In a briefing on Monday with reporters at the New York office of the Federal Bureau of Investigation just blocks away from Wall Street, agents who manage squads of investigators likened the probes to penetrating a secret society.
The investigations are building on a mission dubbed Perfect Hedge that have led to the prosecutions of multimillionaire Galleon Group hedge fund founder Raj Rajaratnam and dozens of traders, executives and research consultants since late 2009.
We have cooperators set up for years to come, said David Chaves, a supervisory special agent for securities and commodities fraud investigations.
He told reporters that the informants include cooperating witnesses -- people who have been identified as conducting illegal trading but who have agreed to assist authorities to catch others in the hopes of receiving a lighter sentence -- and sources within hedge funds.
I don't want to say it's infinite, but clearly in five years we think we will be working it, Chaves said.
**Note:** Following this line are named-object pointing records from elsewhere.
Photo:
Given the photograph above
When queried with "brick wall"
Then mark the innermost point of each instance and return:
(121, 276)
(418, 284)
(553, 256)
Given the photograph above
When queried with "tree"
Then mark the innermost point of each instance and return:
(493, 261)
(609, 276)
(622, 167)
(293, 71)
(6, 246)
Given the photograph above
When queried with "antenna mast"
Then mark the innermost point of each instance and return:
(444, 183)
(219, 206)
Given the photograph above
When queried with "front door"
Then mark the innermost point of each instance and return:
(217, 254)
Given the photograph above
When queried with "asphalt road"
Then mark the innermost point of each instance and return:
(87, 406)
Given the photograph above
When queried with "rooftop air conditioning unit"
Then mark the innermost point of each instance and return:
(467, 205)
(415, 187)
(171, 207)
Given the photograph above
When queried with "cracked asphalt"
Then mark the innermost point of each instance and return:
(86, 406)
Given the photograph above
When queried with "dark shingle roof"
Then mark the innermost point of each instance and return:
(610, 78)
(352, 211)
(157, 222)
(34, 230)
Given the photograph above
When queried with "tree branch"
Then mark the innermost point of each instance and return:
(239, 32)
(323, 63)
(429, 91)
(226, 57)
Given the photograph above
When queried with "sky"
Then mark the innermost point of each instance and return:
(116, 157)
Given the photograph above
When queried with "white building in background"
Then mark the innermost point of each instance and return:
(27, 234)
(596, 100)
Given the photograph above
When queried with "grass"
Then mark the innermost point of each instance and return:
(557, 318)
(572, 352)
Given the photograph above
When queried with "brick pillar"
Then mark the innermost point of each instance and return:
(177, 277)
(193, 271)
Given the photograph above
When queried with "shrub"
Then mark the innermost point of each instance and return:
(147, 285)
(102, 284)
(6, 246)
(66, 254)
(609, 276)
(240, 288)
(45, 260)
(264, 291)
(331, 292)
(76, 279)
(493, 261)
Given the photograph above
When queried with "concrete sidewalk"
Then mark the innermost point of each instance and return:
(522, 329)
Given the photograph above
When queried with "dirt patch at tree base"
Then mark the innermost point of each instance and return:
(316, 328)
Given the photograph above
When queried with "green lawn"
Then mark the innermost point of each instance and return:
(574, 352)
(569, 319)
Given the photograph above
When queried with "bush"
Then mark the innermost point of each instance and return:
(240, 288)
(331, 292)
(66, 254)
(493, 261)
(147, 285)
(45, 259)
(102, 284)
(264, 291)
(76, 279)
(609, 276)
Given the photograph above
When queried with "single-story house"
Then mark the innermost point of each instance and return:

The Galleon prosecution and other recent insider-trading cases have used secretly-recorded telephone conversations to gather evidence, an investigatory tool traditionally used in organized crime or narcotics cases.
The use of wiretaps sent a chill through the hedge fund industry closed to outsiders and what the FBI calls undercover resistant.
Investigators have tracked mobile phone calls, instant messaging and social media to collect evidence.
The FBI says it is alert to new ways in which people may try to exchange information on publicly traded companies to gain an illegal edge.
We will go to whatever lengths we have to keep up with changes in technology, said Richard Jacobs, another FBI supervisory special agent for white-collar crime cases.
Both officials emphasized that law enforcement believes that the overwhelming majority of hedge funds and their traders are law-abiding and run their firms responsibly.
A similar briefing was given to reporters in Washington on Monday, where officials discussed the agency's shift in focus of the past 10 years to financial fraud cases involving larger amounts of money than in the past.
For example, out of the 2,600 mortgage fraud investigations open nationally, 70 percent involve more than $1 million, compared with smaller bank frauds under $25,000 that were previously typical of the caseload.
In New York, the FBI said that to date, out of 64 arrests made in Perfect Hedge, 59 people have been convicted or have pleaded guilty. These prosecutions, in partnership with the office of the Manhattan U.S. Attorney and the U.S. Securities and Exchange Commission, have been an important deterrent, the agents said.
Another tool for deterrence is the publicity the cases have generated in the United States and abroad.
To that end, Michael Douglas, the Academy Award-winning star of the 1987 movie Wall Street, agreed to a request from the FBI to record a public service announcement.
In the movie 'Wall Street' I played Gordon Gekko, who cheated to profit while innocent investors lost their savings, Douglas, 67, says in the video recording released on Monday.
The movie was fiction but the problem is real, Douglas says in the video. Our economy is increasingly dependent on the success and integrity of the financial markets. If a deal looks too good to be true, it probably is.